子どもを強く育てたいなら、親が作る「余裕」を少しだけ隠してみましょう。

  • 欲しいと言えば何でも買い与えてしまう

  • お小遣いを多めに渡してしまう

これは一見子どもにとって幸せそうに見えますが、「仕事=お金を稼ぐためのもの」という当たり前の目的意識を弱めてしまう可能性があります。

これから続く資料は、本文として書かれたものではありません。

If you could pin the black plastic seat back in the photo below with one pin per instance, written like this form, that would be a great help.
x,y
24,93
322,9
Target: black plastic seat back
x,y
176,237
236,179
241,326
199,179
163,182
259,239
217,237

余裕があり、選択肢が多すぎるせいで、 「自分に合う仕事しかしたくない」 「しんどい思いをしてまで働きたくない」 という思考に陥り、結果として社会から足が遠のいてしまうケースも少なくありません。


「不自由」のなかにこそ、学びの意味が生まれる

お小遣いをあえて少なめにする。 自分で工夫しなければ手に入らない環境を作る。

そうすることで、子どもは自分なりに考え始めます。

  • なぜ勉強が必要なのか?

  • なぜお金を稼ぐ必要があるのか?

  • なぜ人と協力しなければならないのか?

余裕がないからこそ、人は「生きる意味」を見つけていけるのです。

※注意点:バランスが重要 もちろん、奪いすぎて八方塞がりにしてはいけません。余裕がゼロでは自由な発想は育ちません。あくまで「適度な不自由」をデザインしてあげることが、親の腕の見せ所です。


【余談】災害時に生まれる「火事場の馬鹿力」

大きな災害が起こると、人は急にたくましくなり、強い連帯感が生まれると言います。 それは「生き残る」「生活を取り戻す」という、共通の強烈な目的が生まれるからです。

平和で豊かな現代だからこそ、あえて「適度な不自由」を与える。 それが、子どもが地に足をつけて生きていくための、親からの「贈り物」になるのかもしれません。